In yesterday's rush to get up nine posts (including one on this week's hot city hall topic, ridesharing, and Josh's first two posts outing himself as a flâneur, we neglected to post On Other Blogs, but there was a lot going on out there.
On Other Blogs Yesterday:
1. The Atlantic Cities explores some fundamental questions about the sharing economy.
First, do sharing services (like UberX, AirBnB, and toolshare companies) meet demand for things people were already buying (or renting) anyway, or do they create new demand? Would you have bought that jackhammer anyway, or did you decide to undertake your jackhammering project because it only required you to rent it?
Second, is it better to rent an apartment through AirBnB and spend the money you save on other goods and services in the city you're visiting, or spend several times as much at a hotel chain?
And (just like the question Seattle City Council members are asking this week, as they discuss how to regulate currently unregulated ridesharing services like UberX and Lyft), will treating sharing services like other, regulated economic players put the nascent share economy out of business?
2. On Sunday, the New York Times' editorial board made the case for a higher minimum wage (the President's proposed $10.10, not the $15 for which union and fast-food activists across the nation are pressing).
The minimum wage, the NYT editorial board argues in a major column typically reserved for three separate editorials, is more than just a wage floor. It's a mechanism "specifically intended to take aim at the inherent imbalance in power between employers and low-wage workers that can push wages down to poverty levels" that "effectively substitutes for the bargaining power that low-wage workers lack."
Earlier today, by the way, the city council announced the schedule of public meetings for its special committee on the minimum wage and income inequality; Sally Clark is the chair, and all nine council members are members.
The council committee creates a third potential track toward a higher minimum wage—on top of an income-inequality panel created by Mayor Ed Murray, which meets in private, and a potential ballot measure, which council member Kshama Sawant has said she will support if other options fail to raise the minimum wage to $15 an hour.
3. Meanwhile, the Puget Sound Business Journal argues that Seattle's income inequality problem is "not as bad as you might think," because its the ratio of low-income households to high-income households is "much better" than elsewhere in the nation, and because the percentage of people living below the poverty line in the region—11.8 percent—is lower than places like Memphis, where 19.3 percent of households live under the poverty level.
As a result, the PSBJ writes, raising the minimum wage won't have as much of an impact here as it would elsewhere in the country, where the federal minimum is $7.25 (or $2.13 for tipped workers). Frankly, the fact that we suck less than elsewhere doesn't strike me as a very strong argument against raising the minimum wage in Seattle, which, although the highest in the nation, is still far from a "middle-class" income.
4. Also in the PSBJ: A group of 50 local elected officials, including Democratic members of the King County Council, city council members from SeaTac, Normandy Park, and Burien, and Democrats in the state house and senate, have written a letter to the Seattle Port Commission urging them to allow the voter-approved $15 minimum wage take effect for Sea-Tac Airport employees.

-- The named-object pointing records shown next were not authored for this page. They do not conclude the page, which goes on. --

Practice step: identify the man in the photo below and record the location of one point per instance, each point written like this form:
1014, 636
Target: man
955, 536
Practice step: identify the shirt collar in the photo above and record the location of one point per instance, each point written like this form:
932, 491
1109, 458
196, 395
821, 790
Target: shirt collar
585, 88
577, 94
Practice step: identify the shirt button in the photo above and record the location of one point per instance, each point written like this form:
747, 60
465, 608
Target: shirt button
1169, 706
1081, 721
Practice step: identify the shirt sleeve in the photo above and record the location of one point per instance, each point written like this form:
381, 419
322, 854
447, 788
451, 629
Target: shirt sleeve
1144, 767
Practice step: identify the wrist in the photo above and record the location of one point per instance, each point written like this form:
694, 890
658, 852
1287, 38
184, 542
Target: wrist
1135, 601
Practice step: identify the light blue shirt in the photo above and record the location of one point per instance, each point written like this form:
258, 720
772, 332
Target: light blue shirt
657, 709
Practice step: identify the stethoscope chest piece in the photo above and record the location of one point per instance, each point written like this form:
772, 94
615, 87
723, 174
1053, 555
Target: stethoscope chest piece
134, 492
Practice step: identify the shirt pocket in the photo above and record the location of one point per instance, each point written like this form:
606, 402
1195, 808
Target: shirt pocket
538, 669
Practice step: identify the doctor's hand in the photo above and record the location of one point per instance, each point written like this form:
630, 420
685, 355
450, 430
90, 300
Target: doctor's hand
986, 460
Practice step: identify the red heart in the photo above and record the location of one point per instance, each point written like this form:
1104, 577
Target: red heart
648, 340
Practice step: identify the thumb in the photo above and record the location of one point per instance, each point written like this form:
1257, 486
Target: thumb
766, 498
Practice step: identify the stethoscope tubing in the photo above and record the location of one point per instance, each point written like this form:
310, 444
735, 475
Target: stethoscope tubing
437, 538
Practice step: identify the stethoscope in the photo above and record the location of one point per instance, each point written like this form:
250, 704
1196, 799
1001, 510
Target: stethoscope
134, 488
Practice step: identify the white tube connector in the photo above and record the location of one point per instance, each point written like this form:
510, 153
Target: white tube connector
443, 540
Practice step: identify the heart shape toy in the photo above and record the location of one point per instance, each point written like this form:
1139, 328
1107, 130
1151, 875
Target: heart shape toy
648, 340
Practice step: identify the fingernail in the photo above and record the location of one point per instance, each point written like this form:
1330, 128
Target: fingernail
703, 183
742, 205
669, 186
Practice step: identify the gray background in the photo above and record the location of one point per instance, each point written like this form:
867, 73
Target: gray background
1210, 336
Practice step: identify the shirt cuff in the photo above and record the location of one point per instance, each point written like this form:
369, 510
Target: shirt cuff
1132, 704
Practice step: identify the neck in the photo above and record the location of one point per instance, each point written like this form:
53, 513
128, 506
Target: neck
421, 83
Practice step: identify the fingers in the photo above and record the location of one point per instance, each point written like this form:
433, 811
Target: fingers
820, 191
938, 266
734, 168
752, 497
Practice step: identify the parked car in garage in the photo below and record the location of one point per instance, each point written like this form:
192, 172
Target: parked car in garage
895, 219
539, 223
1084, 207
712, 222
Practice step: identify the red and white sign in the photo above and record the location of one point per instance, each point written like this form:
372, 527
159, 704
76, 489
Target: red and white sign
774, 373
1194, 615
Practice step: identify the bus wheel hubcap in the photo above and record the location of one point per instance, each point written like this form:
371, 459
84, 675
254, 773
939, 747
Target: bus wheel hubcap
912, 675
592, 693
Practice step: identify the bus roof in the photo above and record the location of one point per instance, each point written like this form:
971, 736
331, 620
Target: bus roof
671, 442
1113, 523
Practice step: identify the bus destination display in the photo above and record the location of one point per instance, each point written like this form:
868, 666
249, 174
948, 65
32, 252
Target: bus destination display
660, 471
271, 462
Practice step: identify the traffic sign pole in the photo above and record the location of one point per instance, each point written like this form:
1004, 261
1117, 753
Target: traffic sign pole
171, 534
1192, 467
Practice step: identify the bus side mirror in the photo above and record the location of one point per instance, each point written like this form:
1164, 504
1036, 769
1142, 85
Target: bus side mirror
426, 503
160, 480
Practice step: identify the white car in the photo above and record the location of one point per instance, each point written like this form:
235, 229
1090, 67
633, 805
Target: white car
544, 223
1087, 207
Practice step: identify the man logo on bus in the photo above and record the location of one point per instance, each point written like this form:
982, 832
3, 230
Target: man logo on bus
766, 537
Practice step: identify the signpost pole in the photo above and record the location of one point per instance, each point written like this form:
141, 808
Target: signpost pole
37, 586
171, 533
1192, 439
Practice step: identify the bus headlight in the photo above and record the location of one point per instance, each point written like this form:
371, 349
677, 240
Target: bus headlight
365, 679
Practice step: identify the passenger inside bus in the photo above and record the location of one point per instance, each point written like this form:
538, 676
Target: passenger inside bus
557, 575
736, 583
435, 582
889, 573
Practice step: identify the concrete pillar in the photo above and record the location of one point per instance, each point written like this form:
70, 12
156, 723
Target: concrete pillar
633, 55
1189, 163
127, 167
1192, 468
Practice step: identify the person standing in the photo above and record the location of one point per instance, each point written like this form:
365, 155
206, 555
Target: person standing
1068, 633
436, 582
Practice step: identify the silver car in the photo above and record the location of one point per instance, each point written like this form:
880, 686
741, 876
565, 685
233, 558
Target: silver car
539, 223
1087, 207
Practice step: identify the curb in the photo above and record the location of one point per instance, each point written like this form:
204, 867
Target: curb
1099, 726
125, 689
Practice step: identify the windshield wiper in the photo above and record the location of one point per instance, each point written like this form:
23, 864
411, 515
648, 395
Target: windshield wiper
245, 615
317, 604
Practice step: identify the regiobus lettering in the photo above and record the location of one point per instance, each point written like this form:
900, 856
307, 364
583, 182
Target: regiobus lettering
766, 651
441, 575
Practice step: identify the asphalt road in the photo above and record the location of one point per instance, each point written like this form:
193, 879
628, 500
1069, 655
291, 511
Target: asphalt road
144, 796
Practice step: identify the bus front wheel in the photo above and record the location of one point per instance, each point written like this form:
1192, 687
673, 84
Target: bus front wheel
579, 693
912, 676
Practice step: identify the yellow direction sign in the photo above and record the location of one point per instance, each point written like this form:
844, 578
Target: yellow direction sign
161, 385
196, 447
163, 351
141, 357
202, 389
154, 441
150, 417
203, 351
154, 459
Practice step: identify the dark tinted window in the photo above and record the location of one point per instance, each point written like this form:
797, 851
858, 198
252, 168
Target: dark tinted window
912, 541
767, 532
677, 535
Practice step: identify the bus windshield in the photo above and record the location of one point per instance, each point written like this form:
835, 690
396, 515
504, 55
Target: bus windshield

The minimum wage has gone up for about 1,600 workers in the city of SeaTac itself, but the Port has jurisdiction over the airport, and has declined so far to raise wages for around 4,700 low-wage workers there.
5. "Anti-gentrification" activists protested Microsoft by stopping its Connector buses, which link employees in Seattle to the Redmond software giant, for around 45 minutes yesterday, Geekwire reports.
It's a perfect example of Ida Tarbell lefties failing to get Elizabeth Kolbert lefties: The anti-development protesters (whose flyers read, "FIGHT DEVELOPMENT") were stopping buses that are taking cars off the road.
I guess they'd rather have all those Microsoft workers clogging up freeways with their cars instead.